Angela Chen
Title: Stratified Regression Analysis of Zero-Truncated Recurrent Event Data with Applications in Pediatric Mental Health Care
Date: July 25th, 2025
Time: 10:30am
Location: LIB 2020
Supervised by: X. Joan Hu & Rhonda Rosychuk
Abstract:
This dissertation is motivated by a pediatric mental health care (PMHC) program in which records of mental health-related emergency department (MHED) visits were extracted from population-based administrative databases. We formulate these MHED visits as recurrent events and develop statistical methods to analyze the zero-truncated data.
The dissertation begins with the PMHC program as a motivating example, followed by descriptive analyses of the MHED data that inspire subsequent methodological development.

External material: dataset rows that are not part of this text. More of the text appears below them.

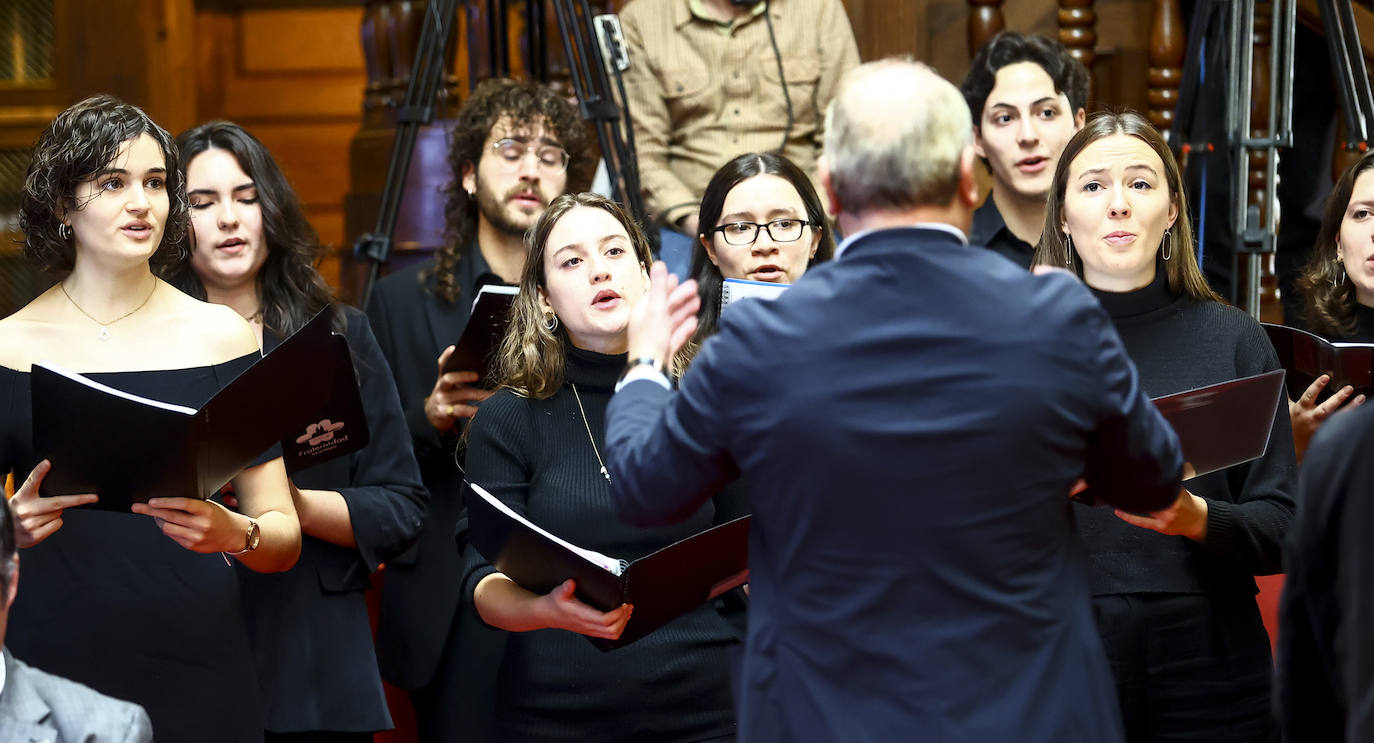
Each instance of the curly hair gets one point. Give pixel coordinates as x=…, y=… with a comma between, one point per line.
x=531, y=359
x=491, y=102
x=1068, y=74
x=80, y=143
x=709, y=280
x=290, y=291
x=1054, y=247
x=1327, y=293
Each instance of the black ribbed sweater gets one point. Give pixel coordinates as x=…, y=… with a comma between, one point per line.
x=1180, y=344
x=671, y=686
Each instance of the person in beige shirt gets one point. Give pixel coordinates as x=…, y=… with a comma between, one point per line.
x=704, y=87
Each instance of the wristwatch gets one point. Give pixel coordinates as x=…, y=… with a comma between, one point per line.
x=250, y=539
x=643, y=367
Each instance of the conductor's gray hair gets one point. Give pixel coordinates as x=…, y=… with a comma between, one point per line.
x=895, y=136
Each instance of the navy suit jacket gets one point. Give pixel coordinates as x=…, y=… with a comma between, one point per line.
x=911, y=419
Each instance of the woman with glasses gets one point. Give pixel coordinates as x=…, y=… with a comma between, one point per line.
x=429, y=642
x=253, y=250
x=760, y=220
x=539, y=445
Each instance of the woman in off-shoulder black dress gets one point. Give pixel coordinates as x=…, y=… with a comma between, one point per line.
x=140, y=604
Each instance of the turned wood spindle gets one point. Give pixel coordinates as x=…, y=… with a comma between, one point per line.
x=1168, y=44
x=985, y=19
x=1079, y=29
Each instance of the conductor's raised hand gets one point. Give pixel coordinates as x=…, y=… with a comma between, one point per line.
x=35, y=517
x=454, y=396
x=197, y=525
x=561, y=609
x=665, y=317
x=1307, y=416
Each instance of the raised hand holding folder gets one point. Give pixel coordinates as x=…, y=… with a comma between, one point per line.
x=476, y=349
x=662, y=585
x=128, y=448
x=1307, y=356
x=1222, y=425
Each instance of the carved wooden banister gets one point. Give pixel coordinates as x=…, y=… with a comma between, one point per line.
x=985, y=19
x=1079, y=29
x=1168, y=43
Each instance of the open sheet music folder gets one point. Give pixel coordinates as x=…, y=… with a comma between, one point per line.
x=128, y=448
x=1307, y=356
x=1222, y=425
x=662, y=585
x=476, y=349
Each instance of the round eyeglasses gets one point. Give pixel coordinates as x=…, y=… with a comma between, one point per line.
x=781, y=231
x=551, y=157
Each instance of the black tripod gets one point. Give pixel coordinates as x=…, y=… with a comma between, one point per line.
x=595, y=51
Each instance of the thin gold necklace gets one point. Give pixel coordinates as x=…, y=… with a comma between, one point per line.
x=105, y=327
x=590, y=437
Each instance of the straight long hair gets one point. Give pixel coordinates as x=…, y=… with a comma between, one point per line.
x=290, y=290
x=1054, y=249
x=1327, y=293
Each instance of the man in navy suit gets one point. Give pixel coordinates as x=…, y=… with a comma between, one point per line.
x=910, y=418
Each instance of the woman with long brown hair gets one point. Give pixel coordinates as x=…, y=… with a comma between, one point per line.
x=1174, y=591
x=539, y=445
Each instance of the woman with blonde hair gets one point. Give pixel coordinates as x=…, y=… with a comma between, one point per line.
x=1174, y=591
x=539, y=445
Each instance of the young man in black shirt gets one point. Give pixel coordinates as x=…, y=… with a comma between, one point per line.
x=1027, y=96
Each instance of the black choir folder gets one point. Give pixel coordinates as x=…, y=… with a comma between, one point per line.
x=1227, y=423
x=128, y=448
x=1222, y=425
x=662, y=585
x=1307, y=356
x=476, y=349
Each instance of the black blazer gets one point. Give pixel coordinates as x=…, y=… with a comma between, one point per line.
x=910, y=419
x=309, y=626
x=421, y=589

A literature review is also provided to contextualize our research within the broader field.
A particular interest is in understanding how the event occurrence depends on the occurrences in the past. We first consider a stratified Cox regression model with time-independent coefficients and propose a procedure for estimating the model parameters using the zero-truncated recurrent event data integrated with population census information. We also compare the proposed estimator with a maximum likelihood estimator based on zero-truncated data only.

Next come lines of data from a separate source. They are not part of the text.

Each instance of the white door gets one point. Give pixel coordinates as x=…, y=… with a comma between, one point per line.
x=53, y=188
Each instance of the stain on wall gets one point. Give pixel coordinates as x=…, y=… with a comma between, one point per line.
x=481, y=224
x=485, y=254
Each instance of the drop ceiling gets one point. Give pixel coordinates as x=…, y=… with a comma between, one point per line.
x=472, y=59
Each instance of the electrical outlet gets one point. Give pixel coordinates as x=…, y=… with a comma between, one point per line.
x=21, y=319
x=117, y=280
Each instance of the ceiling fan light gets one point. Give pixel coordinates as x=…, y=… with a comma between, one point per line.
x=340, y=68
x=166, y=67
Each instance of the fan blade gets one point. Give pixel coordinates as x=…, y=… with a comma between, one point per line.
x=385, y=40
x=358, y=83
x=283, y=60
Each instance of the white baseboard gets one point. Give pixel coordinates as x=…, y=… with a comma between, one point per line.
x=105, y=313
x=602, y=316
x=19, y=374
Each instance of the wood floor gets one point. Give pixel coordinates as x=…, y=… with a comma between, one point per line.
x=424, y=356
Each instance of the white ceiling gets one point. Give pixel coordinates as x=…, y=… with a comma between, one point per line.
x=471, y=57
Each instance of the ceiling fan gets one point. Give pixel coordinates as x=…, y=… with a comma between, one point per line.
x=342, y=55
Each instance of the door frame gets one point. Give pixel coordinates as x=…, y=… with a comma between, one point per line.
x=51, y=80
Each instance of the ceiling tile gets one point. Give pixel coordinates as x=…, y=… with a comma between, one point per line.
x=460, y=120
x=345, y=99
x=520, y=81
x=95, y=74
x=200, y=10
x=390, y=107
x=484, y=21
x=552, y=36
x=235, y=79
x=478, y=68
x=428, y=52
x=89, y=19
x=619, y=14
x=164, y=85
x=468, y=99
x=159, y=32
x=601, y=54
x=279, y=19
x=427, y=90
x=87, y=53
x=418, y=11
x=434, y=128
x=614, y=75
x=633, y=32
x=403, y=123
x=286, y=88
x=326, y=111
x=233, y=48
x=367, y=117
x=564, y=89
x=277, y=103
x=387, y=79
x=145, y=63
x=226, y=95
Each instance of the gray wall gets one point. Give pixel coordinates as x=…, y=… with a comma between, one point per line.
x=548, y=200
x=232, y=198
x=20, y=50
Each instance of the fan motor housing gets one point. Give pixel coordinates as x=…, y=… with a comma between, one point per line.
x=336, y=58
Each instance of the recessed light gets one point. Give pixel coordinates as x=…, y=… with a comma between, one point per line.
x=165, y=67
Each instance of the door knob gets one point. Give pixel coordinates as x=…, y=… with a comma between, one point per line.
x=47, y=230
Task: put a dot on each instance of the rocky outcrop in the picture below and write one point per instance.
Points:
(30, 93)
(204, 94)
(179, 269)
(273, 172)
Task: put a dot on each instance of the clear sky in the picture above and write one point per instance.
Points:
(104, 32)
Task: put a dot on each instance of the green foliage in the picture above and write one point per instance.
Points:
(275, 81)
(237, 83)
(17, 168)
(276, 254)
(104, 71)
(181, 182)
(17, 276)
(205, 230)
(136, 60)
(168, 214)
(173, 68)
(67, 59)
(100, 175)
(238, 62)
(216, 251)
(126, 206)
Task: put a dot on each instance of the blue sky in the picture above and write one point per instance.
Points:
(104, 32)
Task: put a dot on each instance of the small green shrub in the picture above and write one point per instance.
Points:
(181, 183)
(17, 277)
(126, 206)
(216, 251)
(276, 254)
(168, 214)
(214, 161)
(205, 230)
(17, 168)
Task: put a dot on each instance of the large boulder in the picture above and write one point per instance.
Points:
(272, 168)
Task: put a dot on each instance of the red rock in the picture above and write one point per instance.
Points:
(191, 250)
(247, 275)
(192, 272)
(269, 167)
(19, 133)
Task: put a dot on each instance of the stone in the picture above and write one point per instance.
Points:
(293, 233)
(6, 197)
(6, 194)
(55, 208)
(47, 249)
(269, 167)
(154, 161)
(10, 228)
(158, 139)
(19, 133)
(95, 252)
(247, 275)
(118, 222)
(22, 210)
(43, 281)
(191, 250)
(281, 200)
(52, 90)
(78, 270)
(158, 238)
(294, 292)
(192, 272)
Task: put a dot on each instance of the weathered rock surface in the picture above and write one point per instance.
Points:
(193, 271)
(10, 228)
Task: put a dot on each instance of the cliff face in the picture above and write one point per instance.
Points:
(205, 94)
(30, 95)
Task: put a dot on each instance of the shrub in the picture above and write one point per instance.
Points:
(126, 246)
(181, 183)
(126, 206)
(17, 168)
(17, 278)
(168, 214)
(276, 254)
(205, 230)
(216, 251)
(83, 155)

Recognizing that covariate effects may vary with time, we extend the model to allow time-varying coefficients and introduce a corresponding estimation procedure using the same integrated data. To further investigate how event patterns evolve over time, we consider a stratified regression model with an indicator for the late time period as an additional covariate. With appropriate reformulation, the previously developed method is adapted for this setting.
We establish the consistency and asymptotic normality of the proposed estimators, and evaluate their finite-sample performance through simulation studies. Throughout the dissertation, the MHED data are used to motivate the methods and demonstrate their applications.